Progression of pulmonary hyperinflation and trapped gas associated with genetic and environmental factors in children with cystic fibrosis

Richard Kraemer¹^,2 , David N Baldwin² , Roland A Ammann¹ , Urs Frey¹^,2 and Sabina Gallati¹^,3

¹Department of Paediatrics, University of Berne, Inselspital CH-3010 Berne, Switzerland.

²Division of Pediatric Respiratory Medicine, Department of Pediatrics, University of Berne, Inselspital, CH-3010 Berne, Switzerland.

³Division of Human Genetics, Department of Pediatrics, University of Berne,, Inselspital, CH-3010 Berne, Switzerland.

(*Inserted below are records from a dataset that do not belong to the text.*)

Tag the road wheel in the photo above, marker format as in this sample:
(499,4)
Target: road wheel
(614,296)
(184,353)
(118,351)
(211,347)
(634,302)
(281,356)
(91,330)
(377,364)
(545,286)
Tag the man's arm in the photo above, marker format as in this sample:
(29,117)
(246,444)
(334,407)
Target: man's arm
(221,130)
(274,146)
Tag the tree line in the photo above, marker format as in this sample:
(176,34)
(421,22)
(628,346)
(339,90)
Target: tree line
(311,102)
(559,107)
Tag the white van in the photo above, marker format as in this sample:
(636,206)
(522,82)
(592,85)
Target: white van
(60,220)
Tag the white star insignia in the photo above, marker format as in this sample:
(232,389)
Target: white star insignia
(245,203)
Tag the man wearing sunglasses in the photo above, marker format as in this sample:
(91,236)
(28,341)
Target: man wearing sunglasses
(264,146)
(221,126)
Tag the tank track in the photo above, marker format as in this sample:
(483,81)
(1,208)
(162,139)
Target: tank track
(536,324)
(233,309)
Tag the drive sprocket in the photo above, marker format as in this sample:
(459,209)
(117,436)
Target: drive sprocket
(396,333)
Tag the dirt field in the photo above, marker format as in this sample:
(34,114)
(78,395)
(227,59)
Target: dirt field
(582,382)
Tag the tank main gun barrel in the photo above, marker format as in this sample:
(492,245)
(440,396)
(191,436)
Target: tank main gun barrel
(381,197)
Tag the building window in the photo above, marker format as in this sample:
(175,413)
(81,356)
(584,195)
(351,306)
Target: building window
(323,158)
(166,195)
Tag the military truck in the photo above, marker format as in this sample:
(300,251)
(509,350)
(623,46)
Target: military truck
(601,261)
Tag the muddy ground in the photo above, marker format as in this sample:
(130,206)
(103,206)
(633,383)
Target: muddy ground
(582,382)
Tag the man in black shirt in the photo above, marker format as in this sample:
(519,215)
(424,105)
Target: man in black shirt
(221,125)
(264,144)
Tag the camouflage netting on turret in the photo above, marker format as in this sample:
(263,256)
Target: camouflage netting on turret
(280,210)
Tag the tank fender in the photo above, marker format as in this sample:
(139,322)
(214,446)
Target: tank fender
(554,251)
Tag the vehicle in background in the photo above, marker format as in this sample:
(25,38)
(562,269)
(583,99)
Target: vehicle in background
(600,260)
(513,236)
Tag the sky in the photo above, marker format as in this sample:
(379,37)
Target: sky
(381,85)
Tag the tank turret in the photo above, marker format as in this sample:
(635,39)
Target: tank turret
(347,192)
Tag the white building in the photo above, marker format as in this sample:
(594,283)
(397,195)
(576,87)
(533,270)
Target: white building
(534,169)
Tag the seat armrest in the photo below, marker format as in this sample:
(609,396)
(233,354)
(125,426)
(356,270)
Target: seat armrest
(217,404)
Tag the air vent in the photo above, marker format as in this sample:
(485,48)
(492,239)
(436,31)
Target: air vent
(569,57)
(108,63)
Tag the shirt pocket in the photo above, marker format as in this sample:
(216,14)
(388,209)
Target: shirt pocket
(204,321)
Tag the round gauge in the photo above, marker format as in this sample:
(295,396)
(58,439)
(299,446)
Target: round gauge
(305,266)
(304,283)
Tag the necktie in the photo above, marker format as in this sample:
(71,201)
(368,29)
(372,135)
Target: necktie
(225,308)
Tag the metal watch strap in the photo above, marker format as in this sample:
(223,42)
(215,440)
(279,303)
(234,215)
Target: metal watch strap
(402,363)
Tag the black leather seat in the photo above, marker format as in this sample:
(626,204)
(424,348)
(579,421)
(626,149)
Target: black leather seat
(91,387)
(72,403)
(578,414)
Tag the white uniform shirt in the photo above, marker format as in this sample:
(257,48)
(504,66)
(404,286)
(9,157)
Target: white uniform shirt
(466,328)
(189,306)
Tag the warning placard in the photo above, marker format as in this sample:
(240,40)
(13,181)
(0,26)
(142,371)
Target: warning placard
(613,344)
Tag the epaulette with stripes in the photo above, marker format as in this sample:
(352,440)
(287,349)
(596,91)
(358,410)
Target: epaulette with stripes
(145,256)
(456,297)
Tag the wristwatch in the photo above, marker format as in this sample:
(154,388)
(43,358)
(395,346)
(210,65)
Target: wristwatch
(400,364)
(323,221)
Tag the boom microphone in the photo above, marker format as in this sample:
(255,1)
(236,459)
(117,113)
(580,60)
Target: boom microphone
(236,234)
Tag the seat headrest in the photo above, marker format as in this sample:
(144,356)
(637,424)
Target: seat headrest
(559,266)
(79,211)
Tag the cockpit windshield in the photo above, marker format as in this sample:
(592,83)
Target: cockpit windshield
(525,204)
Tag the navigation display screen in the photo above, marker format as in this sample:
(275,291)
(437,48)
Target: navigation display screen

author email corresponding author email

Respiratory Research 2006, 7:138doi:10.1186/1465-9921-7-138


Published:	30 November 2006

Abstract

Background

Functional deterioration in cystic fibrosis (CF) may be reflected by increasing bronchial obstruction and, as recently shown, by ventilation inhomogeneities. This study investigated which physiological factors (airway obstruction, ventilation inhomogeneities, pulmonary hyperinflation, development of trapped gas) best express the decline in lung function, and what role specific CFTR genotypes and different types of bronchial infection may have upon this process.

Methods

Serial annual lung function tests, performed in 152 children (77 males; 75 females) with CF (age range: 6–18 y) provided data pertaining to functional residual capacity (FRC_pleth, FRC_MBNW), volume of trapped gas (V_TG), effective specific airway resistance (sR_eff), lung clearance index (LCI), and forced expiratory indices (FVC, FEV₁, FEF₅₀).

Results

All lung function parameters showed progression with age. Pulmonary hyperinflation (FRC_pleth> 2SDS) was already present in 39% of patients at age 6–8 yrs, increasing to 67% at age 18 yrs. The proportion of patients with V_TG> 2SDS increased from 15% to 54% during this period. Children with severe pulmonary hyperinflation and trapped gas at age 6–8 yrs showed the most pronounced disease progression over time. Age related tracking of lung function parameters commences early in life, and is significantly influenced by specific CFTR genotypes. The group with chronic P. aeruginosa infection demonstrated most rapid progression in all lung function parameters, whilst those with chronic S. aureus infection had the slowest rate of progression. LCI, measured as an index of ventilation inhomogeneities was the most sensitive discriminator between the 3 types of infection examined (p < 0.0001).

Conclusion

The relationships between lung function indices, CFTR genotypes and infective organisms observed in this study suggest that measurement of other lung function parameters, in addition to spirometry alone, may provide important information about disease progression in CF.